= Robert Flemming =

Robert Flemming (died 1456), was dean of Lincoln.

==Background==
Robert Flemming, born in the diocese of York, was likely an illegitimate son of Robert Flemming, esquire, of Wath, near Ripon (d.1459). His aunt, Cecily Fleming, married, in 1407, Robert Waterton, 'Henry IV's esquire and right-hand man'. His uncle, Richard Fleming (d.1431), was Bishop of Lincoln and the founder of Lincoln College, Oxford.

He was probably connected with the earlier days of the college, the foundation of which was left by his uncle in an incomplete and unfinished state. At any rate, he displayed afterwards his care for this society by some valuable presents. Probably also he had an early connection with the church at Lincoln, inasmuch as twenty years after his uncle's death, under the episcopate of Bishop Lumley, he was chosen to be dean (1451).

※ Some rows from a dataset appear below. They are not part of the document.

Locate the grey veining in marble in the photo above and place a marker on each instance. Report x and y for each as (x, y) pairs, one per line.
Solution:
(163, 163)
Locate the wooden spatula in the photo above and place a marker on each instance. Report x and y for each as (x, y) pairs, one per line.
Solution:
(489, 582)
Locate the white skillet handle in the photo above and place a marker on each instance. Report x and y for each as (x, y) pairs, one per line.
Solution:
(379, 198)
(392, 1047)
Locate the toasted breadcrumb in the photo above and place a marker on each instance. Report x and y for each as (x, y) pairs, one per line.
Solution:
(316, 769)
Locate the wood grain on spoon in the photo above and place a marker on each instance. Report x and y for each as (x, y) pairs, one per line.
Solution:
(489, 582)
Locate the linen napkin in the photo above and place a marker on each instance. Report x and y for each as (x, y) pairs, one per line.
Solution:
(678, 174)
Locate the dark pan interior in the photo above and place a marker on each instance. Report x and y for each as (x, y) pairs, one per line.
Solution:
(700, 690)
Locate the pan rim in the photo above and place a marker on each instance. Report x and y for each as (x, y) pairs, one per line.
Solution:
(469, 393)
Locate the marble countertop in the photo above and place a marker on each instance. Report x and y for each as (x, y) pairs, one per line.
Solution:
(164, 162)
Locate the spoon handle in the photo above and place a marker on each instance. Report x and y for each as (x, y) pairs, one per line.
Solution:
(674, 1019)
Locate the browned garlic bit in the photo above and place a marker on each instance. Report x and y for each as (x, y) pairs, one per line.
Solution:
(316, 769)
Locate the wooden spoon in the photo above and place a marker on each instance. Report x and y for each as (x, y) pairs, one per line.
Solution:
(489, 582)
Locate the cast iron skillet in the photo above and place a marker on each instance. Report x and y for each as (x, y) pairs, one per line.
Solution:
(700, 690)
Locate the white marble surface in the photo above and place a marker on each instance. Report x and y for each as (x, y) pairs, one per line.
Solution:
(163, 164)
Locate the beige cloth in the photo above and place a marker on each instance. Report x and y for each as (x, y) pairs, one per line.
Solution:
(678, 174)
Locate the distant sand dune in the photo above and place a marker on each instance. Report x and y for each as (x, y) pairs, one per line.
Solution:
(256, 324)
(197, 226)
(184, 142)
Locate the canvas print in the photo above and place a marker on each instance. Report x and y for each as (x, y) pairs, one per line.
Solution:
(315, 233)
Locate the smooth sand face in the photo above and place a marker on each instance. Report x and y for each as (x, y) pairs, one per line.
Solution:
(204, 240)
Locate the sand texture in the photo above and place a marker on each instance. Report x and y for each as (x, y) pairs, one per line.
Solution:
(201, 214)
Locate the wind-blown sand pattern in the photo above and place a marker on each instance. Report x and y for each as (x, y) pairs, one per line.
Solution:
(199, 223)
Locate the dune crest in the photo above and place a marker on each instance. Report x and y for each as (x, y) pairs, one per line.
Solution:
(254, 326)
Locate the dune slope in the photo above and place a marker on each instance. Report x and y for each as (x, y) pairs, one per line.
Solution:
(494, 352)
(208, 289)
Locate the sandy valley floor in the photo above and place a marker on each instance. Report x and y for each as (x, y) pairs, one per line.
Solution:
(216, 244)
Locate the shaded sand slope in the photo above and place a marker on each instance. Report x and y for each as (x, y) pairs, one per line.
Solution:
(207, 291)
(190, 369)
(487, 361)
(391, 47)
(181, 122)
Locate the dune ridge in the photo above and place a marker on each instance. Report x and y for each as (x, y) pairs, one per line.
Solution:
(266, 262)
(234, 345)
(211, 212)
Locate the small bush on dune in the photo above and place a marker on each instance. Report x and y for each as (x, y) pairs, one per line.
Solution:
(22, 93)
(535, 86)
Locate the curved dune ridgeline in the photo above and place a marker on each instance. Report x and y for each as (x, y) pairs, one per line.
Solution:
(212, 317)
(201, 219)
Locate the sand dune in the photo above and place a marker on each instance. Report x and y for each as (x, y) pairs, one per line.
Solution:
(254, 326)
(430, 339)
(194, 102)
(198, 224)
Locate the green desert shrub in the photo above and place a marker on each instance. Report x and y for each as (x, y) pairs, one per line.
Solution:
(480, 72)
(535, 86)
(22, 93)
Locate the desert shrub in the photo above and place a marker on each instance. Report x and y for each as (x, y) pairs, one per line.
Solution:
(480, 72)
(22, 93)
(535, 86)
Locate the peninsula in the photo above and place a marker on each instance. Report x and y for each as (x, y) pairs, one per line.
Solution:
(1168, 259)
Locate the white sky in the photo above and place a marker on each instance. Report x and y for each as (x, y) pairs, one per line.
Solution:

Lincoln Cathedral was then in a most disturbed state from the long and bitter struggle which had been carried on between the late dean, John Mackworth, and the bishop, William Alnwick. Doubtless the disputes between the episcopal and decanal powers still continued, and this may have induced Flemming to leave his cathedral and become a resident in Italy. Here also he had far greater facilities for cultivating his literary tastes. Flemming is said by Leland and Pits to have distinguished himself at Oxford, and to have gained a reputation for his elegant Latin scholarship.

==Life in Italy==
His journey to Italy is attributed to his eager desire for instruction. He visited, according to the same writers, all the more celebrated universities, and formed friendships with their most learned scholars. At Ferrara he became the pupil of Baptista Guarino, professor of Greek and Latin, and attended his lectures for a considerable period. He then went to Rome, where he remained several years intent upon study. Here he formed a friendship with Platina, the author of the ‘Lives of the Popes,’ and librarian of the Vatican, and other learned men, and became known to the reigning pontiff, Sixtus IV, a pope whose sole recommendation was his love of letters. Pope Sixtus appointed Flemming to the office of prothonotary, and he thus became employed in the complicated affairs of the Roman see. In summer, during the hot season, it was his custom to retreat to Tivoli, and here he composed his poems, written in heroic metre and dedicated to the pope.

==Legacy==
These poems were entitled: 1. ‘Lucubrationes Tiburtinæ.’ 2. ‘Epistolæ ad diversos.’ 3. ‘Carmina diversi generis.’ In addition to these Flemming is said to have compiled a dictionary of the Greek and Latin tongues, but whether this was written during his sojourn in Italy or after his return to England does not appear. Other works (unspecified) are attributed to him. Flemming, on his return from Italy, bestowed some valuable manuscripts, curiously illuminated, and, according to Wood, ‘limned on their margins with gold,’ on Lincoln College, which are probably still to be found among the manuscript collections of that college. He also gave the college copies of his own works, and a table for the high altar in the college chapel. He had probably returned to England before 1467, in which year he was installed into the prebend of Leighton Manor in Lincoln Cathedral. This he exchanged in 1478 for that of Leighton Buzzard. There does not appear to be any special record of his work as dean of Lincoln. Both his predecessor and his successor were remarkable for their turbulence. But the great number of dispensations from Pope Sixtus found to be existing in Lincoln Cathedral at the visitation in 1501 may have been due to Flemming's influence with that pope. He died in 1483.